There are warning signs before burnout occurs. Noticing the following signs should signal that it’s time to take steps to combat the stress you are under.
- Feeling anxious or depressed
- Avoiding people
- Losing interest in the things you normally like to do
- Neglecting your own needs, including your health
- Feeling like you have no control over your life
- Having a short fuse
- Gaining or losing weight because you have drastically changed your eating habits
- Getting sick because your resistance is down
When One Spouse Is Caring for the Other
When you find yourself caring for a spouse with an illness and your daily routine revolves around their needs, it can be an incredibly lonely time. Social activities decrease, and friendships are neglected. The tasks of caregiving take over any free time. Loneliness and isolation can lead to depression and even thoughts of suicide.

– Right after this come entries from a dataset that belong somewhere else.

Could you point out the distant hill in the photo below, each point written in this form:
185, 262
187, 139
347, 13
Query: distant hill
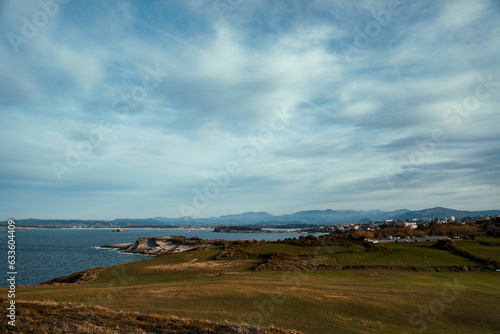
440, 212
302, 217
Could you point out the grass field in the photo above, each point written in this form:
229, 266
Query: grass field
189, 285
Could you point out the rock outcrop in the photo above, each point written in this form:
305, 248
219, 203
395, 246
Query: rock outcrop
155, 246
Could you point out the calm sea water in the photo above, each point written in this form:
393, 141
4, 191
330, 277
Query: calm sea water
45, 254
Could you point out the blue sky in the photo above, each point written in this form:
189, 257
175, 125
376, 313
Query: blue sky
205, 108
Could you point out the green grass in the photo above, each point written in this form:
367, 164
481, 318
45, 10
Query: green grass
475, 247
407, 254
331, 301
295, 249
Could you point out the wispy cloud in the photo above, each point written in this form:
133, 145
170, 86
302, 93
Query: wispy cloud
355, 120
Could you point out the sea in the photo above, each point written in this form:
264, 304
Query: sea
44, 254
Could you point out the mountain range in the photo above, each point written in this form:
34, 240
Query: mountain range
302, 217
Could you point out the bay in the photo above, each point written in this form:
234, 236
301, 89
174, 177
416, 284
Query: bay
44, 254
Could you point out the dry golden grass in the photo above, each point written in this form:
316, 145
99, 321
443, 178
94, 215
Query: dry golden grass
53, 317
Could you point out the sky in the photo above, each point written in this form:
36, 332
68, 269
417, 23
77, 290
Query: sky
203, 108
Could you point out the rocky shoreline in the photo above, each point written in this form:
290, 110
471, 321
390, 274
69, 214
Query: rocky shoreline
155, 246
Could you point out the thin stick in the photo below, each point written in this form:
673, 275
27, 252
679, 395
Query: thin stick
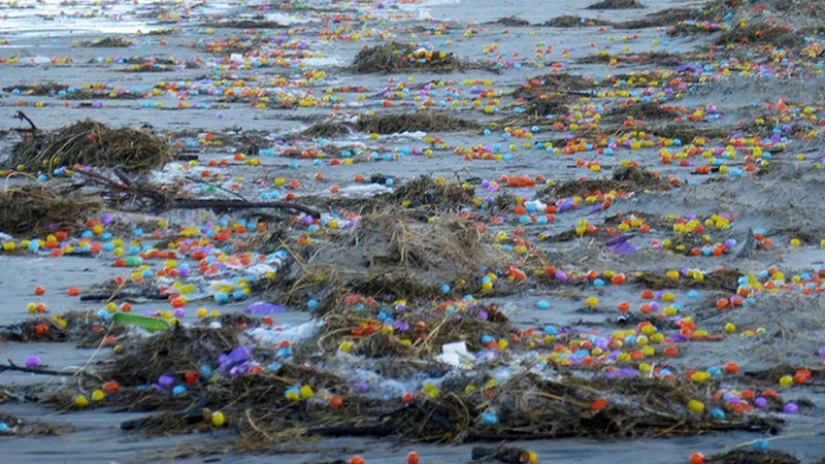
14, 367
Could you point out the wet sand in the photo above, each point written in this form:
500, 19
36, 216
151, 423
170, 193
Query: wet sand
782, 202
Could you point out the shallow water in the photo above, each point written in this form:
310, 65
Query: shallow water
39, 32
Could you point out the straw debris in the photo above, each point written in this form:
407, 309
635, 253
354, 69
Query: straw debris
388, 255
46, 208
725, 279
742, 456
435, 194
644, 111
90, 143
670, 16
109, 42
574, 21
777, 36
424, 121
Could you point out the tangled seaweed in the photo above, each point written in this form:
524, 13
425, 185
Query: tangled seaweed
90, 143
44, 208
395, 57
615, 5
625, 179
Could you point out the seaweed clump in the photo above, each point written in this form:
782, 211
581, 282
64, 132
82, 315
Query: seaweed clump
625, 179
394, 57
425, 121
90, 143
44, 208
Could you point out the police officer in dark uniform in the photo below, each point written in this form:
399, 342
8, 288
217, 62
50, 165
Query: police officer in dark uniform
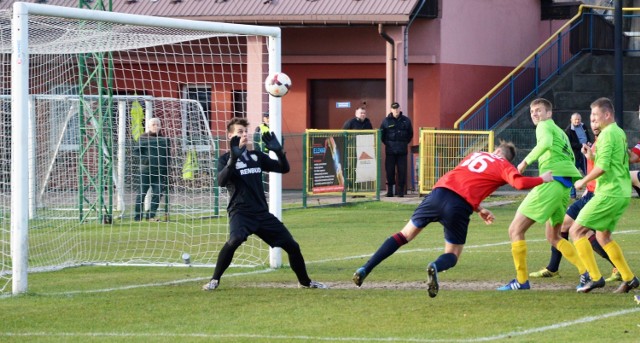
153, 150
240, 170
396, 134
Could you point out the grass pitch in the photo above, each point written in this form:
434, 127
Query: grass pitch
129, 304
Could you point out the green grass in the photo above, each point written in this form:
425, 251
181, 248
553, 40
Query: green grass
162, 304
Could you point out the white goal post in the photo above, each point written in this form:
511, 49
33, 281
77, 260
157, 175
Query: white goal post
81, 84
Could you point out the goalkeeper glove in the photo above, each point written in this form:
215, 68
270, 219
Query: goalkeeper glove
235, 150
271, 142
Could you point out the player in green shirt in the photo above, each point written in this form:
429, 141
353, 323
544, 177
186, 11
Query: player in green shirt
611, 199
546, 202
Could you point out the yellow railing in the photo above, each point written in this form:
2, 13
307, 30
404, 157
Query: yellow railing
529, 59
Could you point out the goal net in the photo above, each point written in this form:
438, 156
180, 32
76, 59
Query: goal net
82, 90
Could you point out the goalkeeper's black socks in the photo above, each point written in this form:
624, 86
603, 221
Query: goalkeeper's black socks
388, 247
598, 248
446, 261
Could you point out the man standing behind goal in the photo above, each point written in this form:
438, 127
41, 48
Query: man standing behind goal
240, 170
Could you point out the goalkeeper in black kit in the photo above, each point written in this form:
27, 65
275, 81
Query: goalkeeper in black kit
240, 170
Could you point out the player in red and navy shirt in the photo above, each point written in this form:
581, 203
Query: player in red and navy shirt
240, 171
454, 197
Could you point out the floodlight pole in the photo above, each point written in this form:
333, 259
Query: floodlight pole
618, 62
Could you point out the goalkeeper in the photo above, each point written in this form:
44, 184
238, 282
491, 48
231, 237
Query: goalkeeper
453, 198
240, 170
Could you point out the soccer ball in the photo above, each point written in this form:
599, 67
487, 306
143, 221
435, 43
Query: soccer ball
277, 84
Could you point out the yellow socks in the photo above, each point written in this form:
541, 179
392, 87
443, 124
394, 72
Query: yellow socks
571, 254
616, 256
519, 253
585, 251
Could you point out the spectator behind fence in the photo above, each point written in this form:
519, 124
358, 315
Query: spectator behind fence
359, 122
153, 150
396, 134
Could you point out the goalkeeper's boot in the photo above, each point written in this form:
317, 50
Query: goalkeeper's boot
314, 284
432, 280
211, 285
359, 276
615, 276
591, 285
626, 286
544, 272
514, 285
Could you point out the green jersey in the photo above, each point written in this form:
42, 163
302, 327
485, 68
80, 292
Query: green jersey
612, 157
553, 151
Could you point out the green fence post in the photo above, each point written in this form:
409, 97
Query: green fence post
305, 165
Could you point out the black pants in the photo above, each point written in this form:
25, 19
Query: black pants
393, 162
155, 182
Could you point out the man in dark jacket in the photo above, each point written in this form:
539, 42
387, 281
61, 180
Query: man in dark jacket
359, 122
578, 134
153, 149
396, 133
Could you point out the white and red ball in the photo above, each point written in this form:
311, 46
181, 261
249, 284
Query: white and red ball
277, 84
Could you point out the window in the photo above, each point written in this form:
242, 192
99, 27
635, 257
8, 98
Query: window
196, 116
240, 103
64, 122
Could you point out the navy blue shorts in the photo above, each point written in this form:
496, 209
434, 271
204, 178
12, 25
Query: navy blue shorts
577, 205
264, 225
449, 209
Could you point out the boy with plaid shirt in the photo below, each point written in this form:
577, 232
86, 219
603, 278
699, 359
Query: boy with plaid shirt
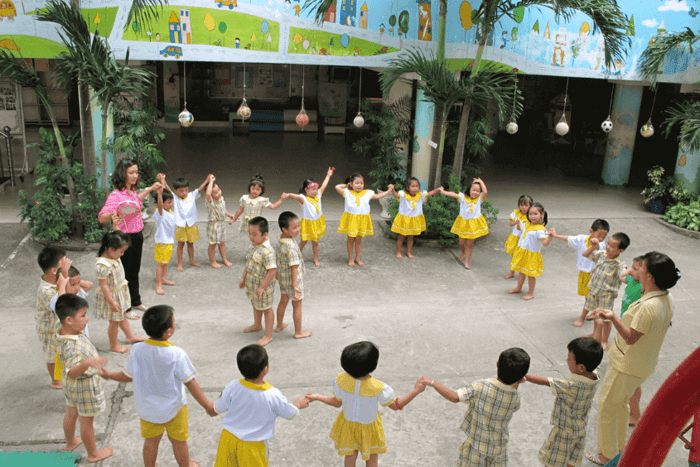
574, 397
259, 277
290, 273
491, 404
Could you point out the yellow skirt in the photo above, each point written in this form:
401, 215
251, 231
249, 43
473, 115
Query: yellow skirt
355, 225
355, 436
313, 230
527, 262
404, 225
470, 228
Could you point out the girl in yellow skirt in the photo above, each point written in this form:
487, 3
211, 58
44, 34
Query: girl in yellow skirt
356, 221
313, 224
527, 258
518, 215
410, 220
358, 428
470, 223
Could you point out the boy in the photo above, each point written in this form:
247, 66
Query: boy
81, 382
160, 371
290, 273
165, 237
216, 230
599, 230
491, 404
50, 260
259, 277
251, 407
574, 397
605, 277
185, 210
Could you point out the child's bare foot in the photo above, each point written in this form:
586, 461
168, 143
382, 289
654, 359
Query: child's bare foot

Spousal caregivers often feel torn between caring for themselves or their partner. Many feel guilty for doing too little or too much. Some caregivers are unhappy with this unexpected role, and those feelings are valid. Caregiving can also take a toll on physical health.
The Sandwich Generation
The sandwich generation is a term given to those who are taking care of young children as well as an aging parent. Coping with one is difficult but caring for multiple individuals of varying ages can cause typically middle-aged caregivers immense stress and feelings of not being appreciated. All leading indicators of caregiver burnout.
Often these caregivers have jobs outside of the home, and many feel forced to sacrifice their careers to manage caregiving duties. This can not only lead to financial problems, but the transition can be a frustrating and difficult one.
What Are Some Ways of Preventing or Coping with Caregiver Burnout?
It’s important to remember that you don’t have to do it all. Ask family and friends to help with some of your caretaking tasks. Seek support from those close to you or a support group so you can process your feelings and emotions. At Cappella of Grand Junction, for example, we hold a monthly Memory Café, which is a safe and comfortable event where caregivers and their loved ones with dementia can socialize with others in a similar situation. It is a chance to enjoy food and drinks, listen to music, and take a break from the normal routine.
Make sure you take these regular breaks – they are necessary to help relieve stress, restore your energy and most importantly, prevent burnout. Social activities are important, so don’t feel guilty for continuing to do the things you enjoy that can get you away from the daily routine of caregiving.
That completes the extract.